I also have no idea why it would help with brain recovery.
Perfect pitch for a jazz improviser is a bit like a super power. Audiation - the audio equivalent of visualisation - is a key part of jazz improv. Having absolute pitch means you don’t have work quite as hard to translate those ideas onto your instrument (it’s still work though).
I’ve studied Pat’s playing a lot and transcribed several of his solos. The “muscle memory” seems to be a huge part of his playing as he has so much great dorian material under his fingers and he knows how to connect all those ideas really well, and how to repurpose them over various other chord types. WRT perfect pitch I think that must have helped him to build all that vocabulary in the first place. I’m just wondering whether he retained the ability after the op and how he related to it in his playing.
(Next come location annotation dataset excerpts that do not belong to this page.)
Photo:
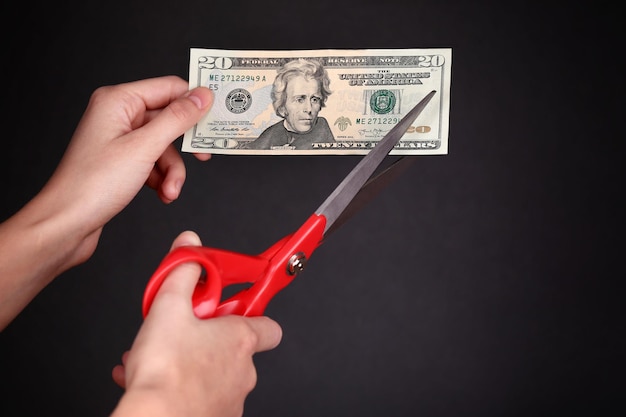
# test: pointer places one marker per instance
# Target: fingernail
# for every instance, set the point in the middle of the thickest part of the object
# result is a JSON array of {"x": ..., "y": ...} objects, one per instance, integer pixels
[{"x": 197, "y": 97}]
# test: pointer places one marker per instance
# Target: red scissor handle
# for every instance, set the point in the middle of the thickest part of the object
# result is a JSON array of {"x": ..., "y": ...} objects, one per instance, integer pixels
[{"x": 268, "y": 273}]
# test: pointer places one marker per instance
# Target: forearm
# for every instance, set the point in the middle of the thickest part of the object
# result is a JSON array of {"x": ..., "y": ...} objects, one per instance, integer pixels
[
  {"x": 166, "y": 403},
  {"x": 37, "y": 244}
]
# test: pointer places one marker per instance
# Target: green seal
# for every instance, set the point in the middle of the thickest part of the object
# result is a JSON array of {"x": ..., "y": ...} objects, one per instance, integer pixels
[
  {"x": 382, "y": 101},
  {"x": 238, "y": 100}
]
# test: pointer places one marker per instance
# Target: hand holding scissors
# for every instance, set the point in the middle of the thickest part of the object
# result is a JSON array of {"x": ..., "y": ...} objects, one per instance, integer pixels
[{"x": 272, "y": 270}]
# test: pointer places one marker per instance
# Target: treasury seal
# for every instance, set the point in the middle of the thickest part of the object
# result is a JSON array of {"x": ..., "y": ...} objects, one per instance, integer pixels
[
  {"x": 238, "y": 100},
  {"x": 382, "y": 101}
]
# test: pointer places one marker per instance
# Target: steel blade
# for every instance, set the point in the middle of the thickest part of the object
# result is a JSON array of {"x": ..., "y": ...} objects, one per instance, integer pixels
[{"x": 345, "y": 192}]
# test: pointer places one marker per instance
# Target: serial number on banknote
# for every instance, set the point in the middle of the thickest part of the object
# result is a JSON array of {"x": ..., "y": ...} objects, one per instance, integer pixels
[
  {"x": 377, "y": 120},
  {"x": 236, "y": 77}
]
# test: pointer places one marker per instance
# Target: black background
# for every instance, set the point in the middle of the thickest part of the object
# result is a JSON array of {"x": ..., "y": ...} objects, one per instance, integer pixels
[{"x": 483, "y": 282}]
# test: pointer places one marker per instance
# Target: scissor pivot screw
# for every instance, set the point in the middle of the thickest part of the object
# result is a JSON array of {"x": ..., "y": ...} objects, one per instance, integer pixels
[{"x": 296, "y": 263}]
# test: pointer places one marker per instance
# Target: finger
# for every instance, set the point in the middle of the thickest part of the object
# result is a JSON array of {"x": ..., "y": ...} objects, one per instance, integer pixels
[
  {"x": 186, "y": 238},
  {"x": 172, "y": 168},
  {"x": 119, "y": 375},
  {"x": 158, "y": 92},
  {"x": 179, "y": 116},
  {"x": 268, "y": 331},
  {"x": 181, "y": 282}
]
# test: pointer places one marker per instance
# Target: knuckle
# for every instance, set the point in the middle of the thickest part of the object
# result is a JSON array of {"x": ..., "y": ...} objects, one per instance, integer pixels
[{"x": 180, "y": 110}]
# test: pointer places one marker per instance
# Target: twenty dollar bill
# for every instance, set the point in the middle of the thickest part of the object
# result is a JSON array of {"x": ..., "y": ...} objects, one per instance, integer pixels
[{"x": 319, "y": 102}]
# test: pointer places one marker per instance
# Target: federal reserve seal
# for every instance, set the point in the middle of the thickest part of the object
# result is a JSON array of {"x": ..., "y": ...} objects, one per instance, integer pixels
[
  {"x": 382, "y": 101},
  {"x": 238, "y": 100}
]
Coda - “absolute pitch” is a biological phenomenon. People recognise a C as easily as we recognise the colour red. “True pitch” is a variation where people play an instrument for so long that they can remember the sound of a pitch on that instrument. It’s a slower, less reliable process. Many people get the two confused
Yeah, I'm surprised people without it manage so well! not having it really seems to me like seeing a colour and having no idea what colour it is, very strange.
> Having absolute pitch means you don’t have work quite as hard to translate those ideas onto your instrument (it’s still work though).
I'm puzzled by this though. I play piano (mainly). I don't have 'ideas' then 'translate' them onto my instrument. I hear something (in my head) and play it, as one. It's like breathing. Nothing like 'work', let alone hard work. Also, for me, to hear music, notes and chords, I just know what the notes and chords are as I hear them (most of the time, unless they're super-super-weird chords, or it's very fast or something), like I dont hear a chord and work out that its say C7#11, I just hear a C7#11 chord. And see it being played on a keyboard in my mind's eye.
Did he lose his skills due to a problem in his brain and then get them back when it was removed? Or did he just have brain surgery and it took him a while to recover?
Martino had been performing until a hemorrhaged arteriovenous malformation caused a "near-fatal seizure" in 1980. This left him with amnesia and no recollection or knowledge of his career or how to play the very instrument that made him successful. Martino says he came out of surgery with complete forgetfulness, learning to focus on the present instead of the past or what may lie ahead. He was forced to learn how to play the guitar from zero.
It is simplistic but not fully wrong, when you remove a part of the brain you often don't kill the person, instead the person just lost a part of their mental functions. This is a fact, and based on that we can say that some functions tend to live in some parts of the brain.
Here's Martino playing John Coltrane's Impressions. It's so tastefully played.
https://www.youtube.com/watch?v=lrrdbS2spkQ
My personal favorite is his record Baiyina. It's very trippy, full of odd-time signatures, sitar-like drones, tabla etc. Recorded quite early in the fusion era too.
The Live at Yoshi's record with Billy Hart and Joey DeFrancesco is fantastic as well. Pat Martino at the top of his game playing with a very tight rhythm section.